Die Kläger und Revisionskläger (Kläger) sind in Großbritannien ansässige Mitglieder einer Musikgruppe (M). Diese schloss (vertreten durch ihren Manager ‑‑A‑‑) am 30. März 2000 mit einer deutschen Konzertveranstalterin einen Vertrag über verschiedene Auftritte in Deutschland (März/April 2000). Die Kläger erzielten Einnahmen in Höhe von insgesamt 164.738 DM; Betriebsausgaben fielen in Höhe von 161.099 DM an. Die Konzertveranstalterin (Vergütungsschuldnerin) behielt Einkommensteuern (41.954 DM) zzgl. Solidaritätszuschlag (2.305 DM) ein und führte diesen Betrag an das zuständige Finanzamt ab.
Am 24. Juli 2000 beantragte M die Erstattung von Abzugsteuer (einschl. Solidaritätszuschlag) in Höhe von 48.713 DM. Diesem Antrag gab der Beklagte und Revisionsbeklagte (das damalige Bundesamt für Finanzen, nunmehr: das Bundeszentralamt für Steuern ‑‑BZSt‑‑) mit Bescheid vom 11. April 2001 nur teilweise (Erstattungsbetrag: 39.276 DM) statt, da nicht alle Belege im Original vorhanden gewesen bzw. die Aufwendungen nicht eindeutig zuzuordnen gewesen seien. Der Erstattungsbetrag ermittelte sich wie folgt:
Einnahmen
164.738,68 DM
Ausgaben
155.291,13 DM
Differenz
9.447,55 DM
Steuer (50 %)
4.723,77 DM
Solidaritätszuschlag
259,80 DM
./. Abzugsteuer
gemäß § 50a Abs. 4 EStG
41.954,17 DM
./. bereits gezahlter SolZ
2.305,52 DM
Erstattungsbetrag
39.276,12 DM
In dem anschließenden Klageverfahren kam es unter dem 13. Mai 2004 unter Hinweis auf Rechtsprechung des Gerichtshofs der Europäischen Gemeinschaften (nunmehr: Gerichtshof der Europäischen Union) ‑‑EuGH‑‑ zu einer Änderung des Bescheids (geänderter Erstattungsbetrag: 39.744 DM zzgl. 2.183 DM).
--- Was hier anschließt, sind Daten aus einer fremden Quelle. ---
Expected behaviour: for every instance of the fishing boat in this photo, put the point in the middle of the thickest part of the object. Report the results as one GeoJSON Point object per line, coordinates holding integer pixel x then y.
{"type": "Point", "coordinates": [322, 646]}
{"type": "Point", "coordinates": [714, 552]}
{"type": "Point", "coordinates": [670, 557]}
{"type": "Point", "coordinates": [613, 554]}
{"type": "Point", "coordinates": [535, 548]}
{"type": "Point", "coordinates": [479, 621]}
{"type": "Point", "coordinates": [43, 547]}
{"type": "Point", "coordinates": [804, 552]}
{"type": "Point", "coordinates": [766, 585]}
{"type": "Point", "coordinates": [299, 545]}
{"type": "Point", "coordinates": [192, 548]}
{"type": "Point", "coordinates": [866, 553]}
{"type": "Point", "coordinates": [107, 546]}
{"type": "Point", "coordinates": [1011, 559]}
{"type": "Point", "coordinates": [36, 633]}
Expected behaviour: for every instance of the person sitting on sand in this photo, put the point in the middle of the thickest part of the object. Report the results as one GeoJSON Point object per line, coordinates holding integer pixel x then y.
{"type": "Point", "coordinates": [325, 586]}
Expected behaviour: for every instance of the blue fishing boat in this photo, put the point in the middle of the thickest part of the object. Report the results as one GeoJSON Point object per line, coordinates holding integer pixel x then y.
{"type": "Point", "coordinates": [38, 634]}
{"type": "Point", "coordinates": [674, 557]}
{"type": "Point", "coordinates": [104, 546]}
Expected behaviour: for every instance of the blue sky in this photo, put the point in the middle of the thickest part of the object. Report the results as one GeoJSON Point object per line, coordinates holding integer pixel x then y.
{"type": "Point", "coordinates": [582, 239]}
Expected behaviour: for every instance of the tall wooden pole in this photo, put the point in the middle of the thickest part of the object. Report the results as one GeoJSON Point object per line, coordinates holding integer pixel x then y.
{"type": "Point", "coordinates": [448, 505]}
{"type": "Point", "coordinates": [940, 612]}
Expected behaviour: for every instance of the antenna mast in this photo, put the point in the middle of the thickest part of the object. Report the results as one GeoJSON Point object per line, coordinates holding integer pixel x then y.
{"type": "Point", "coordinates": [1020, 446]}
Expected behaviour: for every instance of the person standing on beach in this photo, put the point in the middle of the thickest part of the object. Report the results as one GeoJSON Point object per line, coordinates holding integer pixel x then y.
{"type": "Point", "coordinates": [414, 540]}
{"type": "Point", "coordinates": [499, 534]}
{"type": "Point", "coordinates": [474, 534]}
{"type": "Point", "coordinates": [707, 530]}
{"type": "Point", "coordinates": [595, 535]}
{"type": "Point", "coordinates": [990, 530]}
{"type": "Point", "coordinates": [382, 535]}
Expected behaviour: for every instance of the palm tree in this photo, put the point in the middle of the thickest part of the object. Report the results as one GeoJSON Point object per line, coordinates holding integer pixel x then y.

Insoweit war der von M erzielte Gewinn (9.447 DM) auf die Kläger gleichmäßig aufgeteilt, sodann zur Ermittlung der Einkommensteuer bei jedem Kläger jeweils der Grundfreibetrag (13.499 DM) hinzugerechnet und von diesem Betrag ausgehend die tarifliche Einkommensteuer laut Grundtabelle (442 DM) angesetzt worden. Die sich für die einzelnen Kläger ergebende Einkommensteuer wurde addiert und als Einkommensteuer festgesetzt. Die dagegen erhobene Klage blieb erfolglos (Finanzgericht ‑‑FG‑‑ Köln, Urteil vom 28. April 2010 2 K 7370/01, Entscheidungen der Finanzgerichte 2011, 806).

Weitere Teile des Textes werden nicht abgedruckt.